Muy pocas personas saben que en ese sitio -calle 10 con carrera 15- de Bogotá, se encuentra la custodia más grande del mundo. Tampoco saben que es una custodia consagrada y por lo tanto tiene la categoría de Santísimo Sacramento, sacralizando así todo su entorno y convirtiendo la torre en un lugar de culto devoto.

La cúpula de la iglesia, bajo la custodia gigante, era originalmente de tres colores: amarillo, azul y rojo.
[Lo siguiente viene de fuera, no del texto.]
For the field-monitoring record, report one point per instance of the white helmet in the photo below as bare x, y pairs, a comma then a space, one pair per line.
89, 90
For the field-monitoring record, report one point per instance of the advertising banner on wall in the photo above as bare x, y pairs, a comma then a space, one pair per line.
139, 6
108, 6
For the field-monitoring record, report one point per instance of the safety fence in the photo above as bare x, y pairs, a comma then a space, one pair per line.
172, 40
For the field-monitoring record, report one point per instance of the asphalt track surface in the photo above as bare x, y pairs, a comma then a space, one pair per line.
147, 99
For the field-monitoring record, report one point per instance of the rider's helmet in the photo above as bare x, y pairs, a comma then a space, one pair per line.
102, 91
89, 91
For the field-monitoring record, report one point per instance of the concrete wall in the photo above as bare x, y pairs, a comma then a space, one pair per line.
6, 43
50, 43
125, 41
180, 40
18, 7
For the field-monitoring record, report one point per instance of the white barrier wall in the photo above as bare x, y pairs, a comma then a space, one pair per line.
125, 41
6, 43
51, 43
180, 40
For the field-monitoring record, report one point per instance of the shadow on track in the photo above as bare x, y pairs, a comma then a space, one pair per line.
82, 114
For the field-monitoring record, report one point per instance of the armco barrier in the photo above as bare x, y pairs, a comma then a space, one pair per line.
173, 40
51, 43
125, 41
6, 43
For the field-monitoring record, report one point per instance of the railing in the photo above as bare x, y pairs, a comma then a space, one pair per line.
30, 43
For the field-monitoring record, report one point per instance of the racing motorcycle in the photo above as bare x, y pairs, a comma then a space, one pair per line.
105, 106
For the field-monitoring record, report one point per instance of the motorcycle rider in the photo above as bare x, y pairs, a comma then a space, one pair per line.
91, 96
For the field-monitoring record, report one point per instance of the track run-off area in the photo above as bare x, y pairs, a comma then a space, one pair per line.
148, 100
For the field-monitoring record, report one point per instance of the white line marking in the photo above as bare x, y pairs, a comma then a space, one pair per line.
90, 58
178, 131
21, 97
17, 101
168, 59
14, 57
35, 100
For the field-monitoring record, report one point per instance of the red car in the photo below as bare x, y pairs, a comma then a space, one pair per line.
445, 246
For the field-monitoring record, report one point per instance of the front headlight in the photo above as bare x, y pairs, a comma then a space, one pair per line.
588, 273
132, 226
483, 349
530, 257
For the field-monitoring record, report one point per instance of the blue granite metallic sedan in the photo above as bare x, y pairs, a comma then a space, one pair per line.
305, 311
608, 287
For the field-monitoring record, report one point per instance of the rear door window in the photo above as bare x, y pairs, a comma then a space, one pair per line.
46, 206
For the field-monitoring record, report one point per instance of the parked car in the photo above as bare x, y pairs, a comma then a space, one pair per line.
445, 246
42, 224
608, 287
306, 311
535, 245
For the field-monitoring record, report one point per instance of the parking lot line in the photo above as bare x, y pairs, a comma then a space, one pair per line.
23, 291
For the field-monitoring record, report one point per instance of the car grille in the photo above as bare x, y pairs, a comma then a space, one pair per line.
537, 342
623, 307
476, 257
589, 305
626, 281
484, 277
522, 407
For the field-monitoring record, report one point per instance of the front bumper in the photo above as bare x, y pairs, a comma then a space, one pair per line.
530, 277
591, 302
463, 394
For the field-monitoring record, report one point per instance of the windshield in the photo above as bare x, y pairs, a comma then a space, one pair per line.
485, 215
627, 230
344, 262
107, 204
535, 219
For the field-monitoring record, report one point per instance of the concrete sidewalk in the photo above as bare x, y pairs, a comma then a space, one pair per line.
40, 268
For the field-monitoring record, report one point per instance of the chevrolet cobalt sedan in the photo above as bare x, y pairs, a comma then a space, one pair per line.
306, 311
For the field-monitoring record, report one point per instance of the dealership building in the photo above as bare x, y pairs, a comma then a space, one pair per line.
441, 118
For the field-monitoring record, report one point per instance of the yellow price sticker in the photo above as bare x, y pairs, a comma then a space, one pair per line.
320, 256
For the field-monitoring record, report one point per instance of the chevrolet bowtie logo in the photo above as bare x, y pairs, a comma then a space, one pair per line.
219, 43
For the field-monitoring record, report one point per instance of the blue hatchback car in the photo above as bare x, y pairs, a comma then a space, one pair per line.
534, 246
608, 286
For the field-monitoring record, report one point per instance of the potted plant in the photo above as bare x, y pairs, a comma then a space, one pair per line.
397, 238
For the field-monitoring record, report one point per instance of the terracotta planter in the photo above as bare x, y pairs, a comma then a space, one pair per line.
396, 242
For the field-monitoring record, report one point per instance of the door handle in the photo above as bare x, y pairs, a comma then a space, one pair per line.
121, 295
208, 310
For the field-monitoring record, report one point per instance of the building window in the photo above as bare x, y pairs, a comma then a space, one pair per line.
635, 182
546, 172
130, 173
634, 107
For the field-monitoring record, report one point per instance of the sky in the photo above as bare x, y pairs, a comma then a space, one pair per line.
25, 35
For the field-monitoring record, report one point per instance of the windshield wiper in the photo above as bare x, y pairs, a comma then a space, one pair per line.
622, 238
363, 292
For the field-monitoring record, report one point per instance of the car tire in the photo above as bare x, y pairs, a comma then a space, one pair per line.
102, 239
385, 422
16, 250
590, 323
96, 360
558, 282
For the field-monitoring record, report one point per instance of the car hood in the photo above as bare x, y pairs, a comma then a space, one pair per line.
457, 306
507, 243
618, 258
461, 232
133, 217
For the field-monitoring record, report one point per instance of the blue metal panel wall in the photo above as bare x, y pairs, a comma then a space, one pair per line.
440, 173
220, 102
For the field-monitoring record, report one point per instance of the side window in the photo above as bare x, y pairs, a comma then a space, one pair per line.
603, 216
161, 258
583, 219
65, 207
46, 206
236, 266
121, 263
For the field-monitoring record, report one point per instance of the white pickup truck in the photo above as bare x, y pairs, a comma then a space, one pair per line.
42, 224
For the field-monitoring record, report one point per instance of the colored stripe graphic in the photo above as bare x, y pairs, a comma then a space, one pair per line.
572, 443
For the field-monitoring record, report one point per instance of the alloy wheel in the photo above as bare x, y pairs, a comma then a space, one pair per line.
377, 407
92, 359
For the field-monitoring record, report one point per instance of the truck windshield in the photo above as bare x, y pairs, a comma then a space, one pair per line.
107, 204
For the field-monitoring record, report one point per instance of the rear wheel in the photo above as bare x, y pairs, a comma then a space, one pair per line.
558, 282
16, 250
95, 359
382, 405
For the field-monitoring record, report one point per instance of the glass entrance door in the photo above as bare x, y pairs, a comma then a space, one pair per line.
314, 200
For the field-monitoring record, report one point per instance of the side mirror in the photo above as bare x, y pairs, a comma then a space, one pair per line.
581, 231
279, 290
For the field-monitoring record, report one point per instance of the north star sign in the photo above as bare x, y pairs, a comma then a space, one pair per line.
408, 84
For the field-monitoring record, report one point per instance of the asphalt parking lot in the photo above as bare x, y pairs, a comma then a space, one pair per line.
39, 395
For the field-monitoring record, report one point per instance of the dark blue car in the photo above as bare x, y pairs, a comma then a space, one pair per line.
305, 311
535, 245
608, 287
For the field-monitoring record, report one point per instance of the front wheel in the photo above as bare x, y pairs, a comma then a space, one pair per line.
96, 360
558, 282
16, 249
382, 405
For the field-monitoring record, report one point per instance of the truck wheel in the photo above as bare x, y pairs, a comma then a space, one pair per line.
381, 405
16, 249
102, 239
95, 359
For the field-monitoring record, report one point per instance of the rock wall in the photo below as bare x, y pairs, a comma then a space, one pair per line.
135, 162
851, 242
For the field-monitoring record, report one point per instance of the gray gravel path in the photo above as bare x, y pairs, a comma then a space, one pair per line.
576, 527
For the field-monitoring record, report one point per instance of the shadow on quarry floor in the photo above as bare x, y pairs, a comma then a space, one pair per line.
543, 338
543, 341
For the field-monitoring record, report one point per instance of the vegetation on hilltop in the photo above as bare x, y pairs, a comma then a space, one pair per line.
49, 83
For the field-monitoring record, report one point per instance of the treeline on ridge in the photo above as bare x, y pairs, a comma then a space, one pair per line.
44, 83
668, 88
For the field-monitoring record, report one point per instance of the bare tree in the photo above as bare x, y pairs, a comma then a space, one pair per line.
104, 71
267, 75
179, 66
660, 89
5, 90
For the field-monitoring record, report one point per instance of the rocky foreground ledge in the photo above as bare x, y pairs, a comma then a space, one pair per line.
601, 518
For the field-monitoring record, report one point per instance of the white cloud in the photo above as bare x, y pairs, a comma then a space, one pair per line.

Para ello no se utilizaron tejas comunes sino bloques especiales, gruesos, en forma de láminas.

Y la paz llegó, apenas cuatro meses después de la consagración del templo: el 22 de junio de 1902 se firmó el Tratado de Wisconsin que acabó oficialmente con la confrontación.

Señala el sacerdote que era tan grande este deseo de paz al construir la iglesia, que sus  arquitectos escribieron en 103 sitios diferentes del templo la palabra PAX, en latín.

Las autoridades religiosas consideraron como un milagro el que apenas a cuatro meses de la consagración del templo se acabara la guerra.

Según el padre Morales, Colombia atraviesa una situación similar a la que vivíamos en 1902, con una guerra, en este caso no declarada.

"En los últimos años nos hemos olvidado de Dios -señala el padre Leoncio-, hasta quitamos su nombre de la Constitución Nacional y por eso es que estamos como estamos".

El sacerdote propende para que este año, cuando se está cumpliendo un siglo de la consagración de Colombia al Sagrado Corazón de Jesús, "volvamos a rogar por la paz, con la misma devoción y fe con que se hizo en 1902", pidiéndole al Señor que nos repita el milagro.